Here is a summary of my key impressions from the Day 1 keynotes of the 2014 Spark Summit.
This year’s Spark Summit was one of the deepest, most interesting technical conferences I have attended, and I don’t say that lightly. It is easy to get caught up in the excitement of a conference filled with enthusiasts, but trust me when I say that conventional MapReduce–based Hadoop is over and technologies like Spark will be part of the tipping point that will turn Big Data hype into real applications and much more widespread deployment. Hadoop is legacy.
Spark, like Hadoop, is more than one “thing”. The base component of Spark is a cluster computation engine that is like MapReduce on steroids. Instead of the simple two stage “map then reduce” computational model, Spark supports more general DAG-structured computational flows (Microsoft watchers will remember Dryad). This in itself, is a big innovation, especially for analytics scenarios. Indeed, Spark has been shown to be 10, 100, even 1000 times faster than Hadoop on a number of real workloads. More important than this, in my view, is that Spark includes higher level libraries for data access and analytics, surfaced in clean, consistent APIs that are available from three languages: Java, Scala, and Python. Three important Spark components are MLLib, a machine learning library; GraphX, a graph processing library; and Spark SQL, introduced at this conference. An analogue for those familiar with the Microsoft ecosystem is the .Net Framework – .Net provides languages, a runtime, and a set of libraries together. The integration of the pieces makes each much more useful.

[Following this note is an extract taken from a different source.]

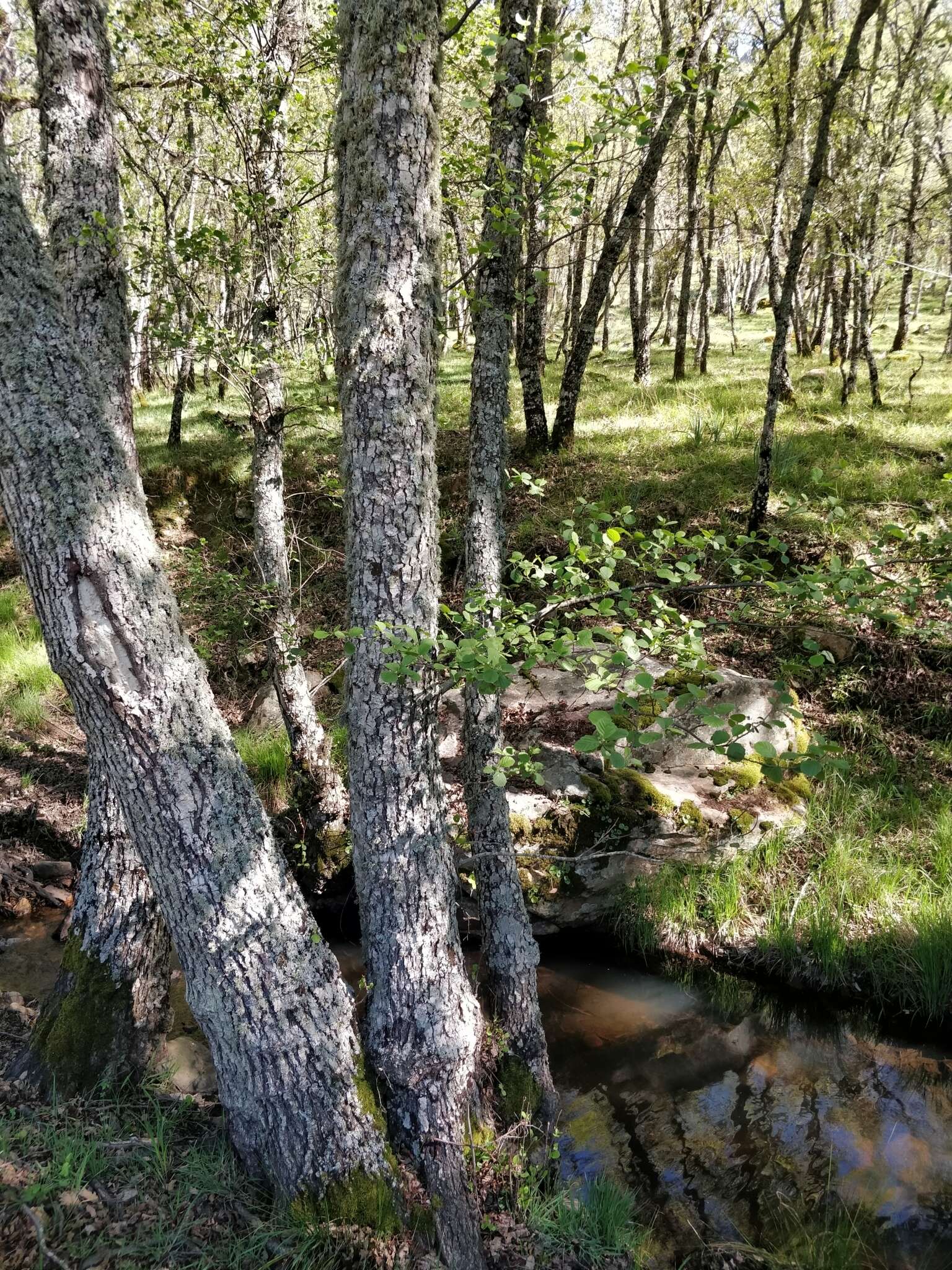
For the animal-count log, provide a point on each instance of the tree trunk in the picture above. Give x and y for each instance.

The Summit is organized and principally sponsored by Databricks (tagline: “making big data easy”). This is the company founded by the Berkeley-based creators of Spark. Ion Stoico, CEO of Databricks, kicked off Monday’s festivities, introducing Databricks Cloud, a web based Spark workbench for doing big data analytics. You can find screenshots on the Databricks Cloud site, or on twitter. Key points:
- Databricks Cloud is currently in a private beta.
- It’s a standalone web interface.
- It has a command-line “REPL” interface.

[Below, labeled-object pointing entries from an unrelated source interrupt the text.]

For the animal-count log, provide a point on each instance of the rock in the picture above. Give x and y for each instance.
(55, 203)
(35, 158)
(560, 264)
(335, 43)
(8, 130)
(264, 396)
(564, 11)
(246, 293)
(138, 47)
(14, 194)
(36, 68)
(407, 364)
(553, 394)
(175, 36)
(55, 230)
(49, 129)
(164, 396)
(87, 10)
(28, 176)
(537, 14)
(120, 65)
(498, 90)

- The examples I saw were in Scala (which is kind of like a mix of F# and Java).
- You can bring in data from Amazon S3 or other sources using Spark SQL (more on that in future posts).
- It includes pre-canned datasets such as a twitter snapshot/firehose (can’t tell which).
- You can do SQL queries right from the REPL.
- It has incredibly simple, clean looking visualizations tied to results.
- You can drag and drop dashboard components that correspond to REPL / program outputs. You can configure how often these components are “refreshed”.
- We were presented a live 10 demo to create a dashboard to filter live tweets, based on a similarity model authored with the help of MLLib, and trained on wikipedia.
- Databricks Cloud would be quite useful even as a standalone, single node analytics workbench, but recall that all of this is running on top of Spark, on the cluster without any “parallel programming” going on by the user.
- Everything you create in the workbench is Spark 1.0 compliant, meaning you can move it over to any other Spark 1.0 distribution without changes.
The development plan is sound, and there is a ton of corporate support for Spark from Cloudera, Hortonworks, DataBricks, SAP, IBM, and others. If time permits I will summarize some of the other keynotes and sessions.